To what degree can we be sure of anything, especially if we have only our own experience to go on? Or maybe, we can indeed rely on our felt sense even as we stay cognizant that it may not be all there is to know. Can we stay open to inquire further or be further informed by new inputs, even as we have our own baseline experience? This reminds me of that rather perplexing but stunningly accurate aphorism by the Chinese Master Ummon who said: “Things are not as they appear, nor are they otherwise”. It is well to remember that we ARE the filters through which we perceive every aspect of our worlds, our beliefs, and the stories we tell about the way things are.

More than cataracts were taken away during this miraculous uneventful event, I also let go some edges of certainty about the ways things are. My perception has softened at the very point where everything is suddenly clearer and sharper than ever before. A paradoxical insight.

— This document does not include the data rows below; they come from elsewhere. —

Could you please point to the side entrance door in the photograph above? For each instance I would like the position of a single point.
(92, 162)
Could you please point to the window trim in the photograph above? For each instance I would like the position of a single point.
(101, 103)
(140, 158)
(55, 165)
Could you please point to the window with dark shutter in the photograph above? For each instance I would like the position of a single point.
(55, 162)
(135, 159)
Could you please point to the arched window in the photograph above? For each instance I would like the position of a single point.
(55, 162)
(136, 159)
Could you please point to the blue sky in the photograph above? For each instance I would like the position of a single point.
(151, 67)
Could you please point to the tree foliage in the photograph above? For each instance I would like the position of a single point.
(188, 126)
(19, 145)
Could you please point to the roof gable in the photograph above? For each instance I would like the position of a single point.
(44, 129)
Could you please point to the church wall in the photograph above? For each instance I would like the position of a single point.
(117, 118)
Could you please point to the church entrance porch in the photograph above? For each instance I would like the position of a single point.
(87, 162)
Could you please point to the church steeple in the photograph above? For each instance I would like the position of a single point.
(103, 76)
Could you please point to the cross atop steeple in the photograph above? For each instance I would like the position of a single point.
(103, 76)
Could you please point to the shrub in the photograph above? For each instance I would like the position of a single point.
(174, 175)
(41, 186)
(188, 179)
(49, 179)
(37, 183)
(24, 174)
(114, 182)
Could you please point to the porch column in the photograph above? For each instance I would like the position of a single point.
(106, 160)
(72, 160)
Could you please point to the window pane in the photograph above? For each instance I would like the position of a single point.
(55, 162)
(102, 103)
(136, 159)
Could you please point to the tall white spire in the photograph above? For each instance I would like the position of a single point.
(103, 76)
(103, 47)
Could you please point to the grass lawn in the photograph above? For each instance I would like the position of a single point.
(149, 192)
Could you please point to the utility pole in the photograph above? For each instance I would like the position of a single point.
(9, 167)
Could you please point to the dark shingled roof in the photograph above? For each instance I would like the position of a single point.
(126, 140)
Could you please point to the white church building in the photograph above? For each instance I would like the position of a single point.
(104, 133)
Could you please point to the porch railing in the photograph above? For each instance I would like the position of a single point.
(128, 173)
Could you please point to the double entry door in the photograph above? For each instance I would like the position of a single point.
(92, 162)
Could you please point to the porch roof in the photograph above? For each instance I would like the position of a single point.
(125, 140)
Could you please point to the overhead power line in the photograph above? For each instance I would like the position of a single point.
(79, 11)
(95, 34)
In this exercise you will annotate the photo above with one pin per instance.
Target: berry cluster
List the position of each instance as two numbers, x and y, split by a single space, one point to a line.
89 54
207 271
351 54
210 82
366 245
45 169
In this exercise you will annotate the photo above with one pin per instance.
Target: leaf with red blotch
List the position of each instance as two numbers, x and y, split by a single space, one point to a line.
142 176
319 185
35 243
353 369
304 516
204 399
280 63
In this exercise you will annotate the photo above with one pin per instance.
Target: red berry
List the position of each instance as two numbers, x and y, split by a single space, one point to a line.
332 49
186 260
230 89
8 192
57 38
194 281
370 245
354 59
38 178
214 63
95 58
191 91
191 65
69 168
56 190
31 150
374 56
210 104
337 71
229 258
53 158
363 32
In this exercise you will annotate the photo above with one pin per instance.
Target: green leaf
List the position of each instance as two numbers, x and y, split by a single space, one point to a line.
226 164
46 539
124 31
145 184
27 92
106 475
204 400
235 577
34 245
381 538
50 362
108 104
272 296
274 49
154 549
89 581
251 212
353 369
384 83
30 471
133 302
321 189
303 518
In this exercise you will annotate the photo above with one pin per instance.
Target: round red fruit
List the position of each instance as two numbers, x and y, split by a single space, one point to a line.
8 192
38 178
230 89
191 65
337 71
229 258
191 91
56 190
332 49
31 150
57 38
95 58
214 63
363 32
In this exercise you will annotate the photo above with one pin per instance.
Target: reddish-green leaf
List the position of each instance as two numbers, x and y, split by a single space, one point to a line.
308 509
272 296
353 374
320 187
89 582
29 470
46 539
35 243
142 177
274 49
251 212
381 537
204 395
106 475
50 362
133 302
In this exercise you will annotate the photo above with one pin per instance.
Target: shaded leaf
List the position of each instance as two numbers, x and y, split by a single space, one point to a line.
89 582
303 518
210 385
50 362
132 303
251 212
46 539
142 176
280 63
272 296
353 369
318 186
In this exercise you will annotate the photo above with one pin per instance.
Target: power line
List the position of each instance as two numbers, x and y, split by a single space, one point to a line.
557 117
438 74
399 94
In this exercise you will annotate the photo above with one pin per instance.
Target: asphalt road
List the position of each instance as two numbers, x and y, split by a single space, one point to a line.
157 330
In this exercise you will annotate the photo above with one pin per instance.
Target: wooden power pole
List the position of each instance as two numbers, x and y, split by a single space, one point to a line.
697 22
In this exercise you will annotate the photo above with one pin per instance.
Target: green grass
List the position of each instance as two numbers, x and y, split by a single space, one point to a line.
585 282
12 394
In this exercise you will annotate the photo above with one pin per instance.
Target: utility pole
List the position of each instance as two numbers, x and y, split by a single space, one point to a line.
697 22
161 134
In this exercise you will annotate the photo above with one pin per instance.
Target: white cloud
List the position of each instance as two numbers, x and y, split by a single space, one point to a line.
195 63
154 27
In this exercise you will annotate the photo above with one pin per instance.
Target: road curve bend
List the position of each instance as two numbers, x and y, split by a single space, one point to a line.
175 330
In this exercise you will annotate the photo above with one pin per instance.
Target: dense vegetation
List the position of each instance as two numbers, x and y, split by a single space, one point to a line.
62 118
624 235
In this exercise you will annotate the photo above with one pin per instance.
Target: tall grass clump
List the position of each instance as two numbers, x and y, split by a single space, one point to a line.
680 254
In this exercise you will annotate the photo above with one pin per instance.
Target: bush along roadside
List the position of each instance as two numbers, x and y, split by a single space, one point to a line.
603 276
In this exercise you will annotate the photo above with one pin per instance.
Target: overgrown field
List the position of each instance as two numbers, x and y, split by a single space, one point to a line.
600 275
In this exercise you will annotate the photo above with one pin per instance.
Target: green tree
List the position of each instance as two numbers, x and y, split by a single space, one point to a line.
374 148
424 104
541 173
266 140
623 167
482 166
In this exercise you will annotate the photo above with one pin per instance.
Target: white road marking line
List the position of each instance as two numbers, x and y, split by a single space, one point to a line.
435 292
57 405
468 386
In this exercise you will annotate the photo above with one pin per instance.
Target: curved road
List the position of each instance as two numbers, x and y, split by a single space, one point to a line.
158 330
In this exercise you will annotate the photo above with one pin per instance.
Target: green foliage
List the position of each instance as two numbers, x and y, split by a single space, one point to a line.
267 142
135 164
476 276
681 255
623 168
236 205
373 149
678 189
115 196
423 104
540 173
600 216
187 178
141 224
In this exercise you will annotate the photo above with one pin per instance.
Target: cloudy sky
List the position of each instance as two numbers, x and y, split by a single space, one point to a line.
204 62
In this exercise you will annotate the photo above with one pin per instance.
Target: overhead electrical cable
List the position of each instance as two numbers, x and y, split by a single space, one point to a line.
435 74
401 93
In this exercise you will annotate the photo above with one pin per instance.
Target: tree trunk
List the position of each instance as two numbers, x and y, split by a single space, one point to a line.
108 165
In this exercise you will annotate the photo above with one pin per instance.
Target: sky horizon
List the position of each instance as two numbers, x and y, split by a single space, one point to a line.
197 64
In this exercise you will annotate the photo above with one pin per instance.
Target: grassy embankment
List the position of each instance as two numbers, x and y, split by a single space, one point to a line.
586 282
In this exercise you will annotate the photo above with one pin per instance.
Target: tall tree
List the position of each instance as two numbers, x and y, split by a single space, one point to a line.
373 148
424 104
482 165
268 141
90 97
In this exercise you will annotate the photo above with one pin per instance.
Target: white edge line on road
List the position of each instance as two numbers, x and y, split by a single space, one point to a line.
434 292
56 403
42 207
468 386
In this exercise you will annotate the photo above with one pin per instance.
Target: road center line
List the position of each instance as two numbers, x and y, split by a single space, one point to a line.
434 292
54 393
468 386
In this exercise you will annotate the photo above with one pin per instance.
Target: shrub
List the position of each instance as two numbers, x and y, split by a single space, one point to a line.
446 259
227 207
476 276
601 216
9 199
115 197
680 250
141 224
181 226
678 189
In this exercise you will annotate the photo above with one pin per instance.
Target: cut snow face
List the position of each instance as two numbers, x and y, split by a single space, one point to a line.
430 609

I thank you for reading and maybe pondering this post as it relates to all the certainties you hold as truths.

Love to you all,
Priya.

  • ‘Transcendent function’ is a Jungian frame of reference which pertains to the alchemy that occurs when two opposite attitudes, positions, or perceptions form a third view that is bigger than either of the two component parts but includes them both. It is not a merging, nor a compromise, but the formation of a third element that is inclusive. Like a marriage which takes two separate entities and forms a third which includes both but the ‘we’ is bigger than either. In the psychic field, it is a state of transformative grace that occurs if you are willing to sit in the tension of what appears to be two opposite and apparently irreconcilable positions.